VIsoQLR: an interactive tool for the detection, quantification and fine-tuning of isoforms in selected genes using long-read sequencing

Software scope and description

VIsoQLR has been developed to provide users with a graphical and interactive tool for isoform identification and quantification using LRS data generated by Nanopore or PacBio technologies. It gives a single-locus at a time analysis as the data exploration focuses on the graphical display of splice site distribution across the gene. VIsoQLR automatically detects splice site coordinates that can be fine-tuned according to the user's expertise.

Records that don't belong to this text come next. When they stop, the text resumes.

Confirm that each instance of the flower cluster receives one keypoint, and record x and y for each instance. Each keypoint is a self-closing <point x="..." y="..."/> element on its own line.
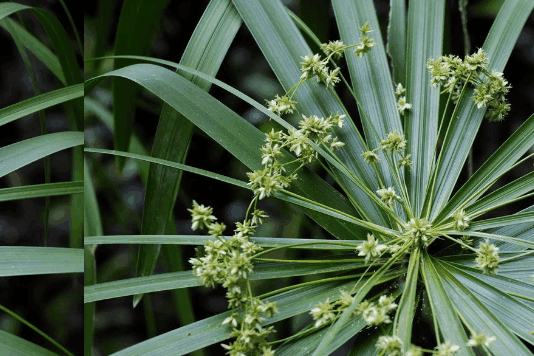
<point x="391" y="345"/>
<point x="388" y="196"/>
<point x="453" y="73"/>
<point x="418" y="231"/>
<point x="480" y="339"/>
<point x="373" y="313"/>
<point x="377" y="314"/>
<point x="201" y="216"/>
<point x="492" y="94"/>
<point x="272" y="177"/>
<point x="461" y="220"/>
<point x="250" y="336"/>
<point x="281" y="105"/>
<point x="316" y="67"/>
<point x="366" y="42"/>
<point x="402" y="104"/>
<point x="371" y="248"/>
<point x="229" y="263"/>
<point x="394" y="142"/>
<point x="487" y="258"/>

Figure 1 shows the workflow for isoform analysis using VIsoQLR. First, raw reads need to be aligned to a reference sequence. VIsoQLR has built-in options for mapping reads using GMAP (Wu and Watanabe 2005)⁠ or minimap2 (Li 2018) aligners. Next, mapped reads are uploaded, and consensus exon coordinates (CECs) are defined based on the frequency of the reads' exon coordinates (start and end positions). Start and end positions are treated independently. Some facilities for selecting final CECs are provided: (1) a frequency filter, in which start and end positions above a configurable frequency are selected as candidate CECs (by default 2%); (2) a position window, in which the user can define a window, where other non-candidate CEC (below range in the frequency filter) are merged (by default 5 nucleotides (nt) on both sides of each candidate CEC); and 3) a filter in which candidate CECs are merged into the most frequent one if they are closer than a given distance (by default 3 bases). In addition, VIsoQLR allows the user to change any parameter that defines CECs automatically and to add, delete and edit them manually. Known splice sites can also be uploaded in a file. Thus, once the consensus start and end positions are selected, the exons are defined accordingly, and reads with the same exons are considered the same isoform. The final isoform collection is defined, presented and quantified. Reads that do not fit into the delimited exons are not considered in this isoform collection, although they could be recovered if other VIsoQLR configuration is applied. Any change in exon coordinates makes isoforms redefined and quantified again on the fly.

Fig. 1

Workflow for isoform detection and quantification using VIsoQLR. Sequenced long-reads are mapped to generate a BAM, GFF3 or BED6 file containing the coordinates of all transcripts and exons. The frequency of each exon's start and end coordinates are calculated with all reads. The selection of the consensus exon coordinates (CEC) includes the application of several optional features: (1) frequency threshold, which selects the most frequent ones; (2) window definition, where a window is defined around each candidate CECs so that close non-candidate CES are assigned to the nearest candidate CECs; (3) candidate CECs merge, where very close candidate CECs are merged into the most frequent one. Once the final CECs are defined, they are assigned to all read coordinates to define consensus exons and isoforms. Transcripts with all exons fully delimited by CECs are grouped into isoforms for quantification

User interface

VIsoQLR user interface has two working tabs, the mapping tab, where users can obtain mapped sequences from raw sequencing files using two aligners (GAMP or minimap2), and the isoforms analysis tab, which performs the VIsoQLR tasks providing its main features. In addition, external mapping can be uploaded as BAM, BED6, or GFF3 format.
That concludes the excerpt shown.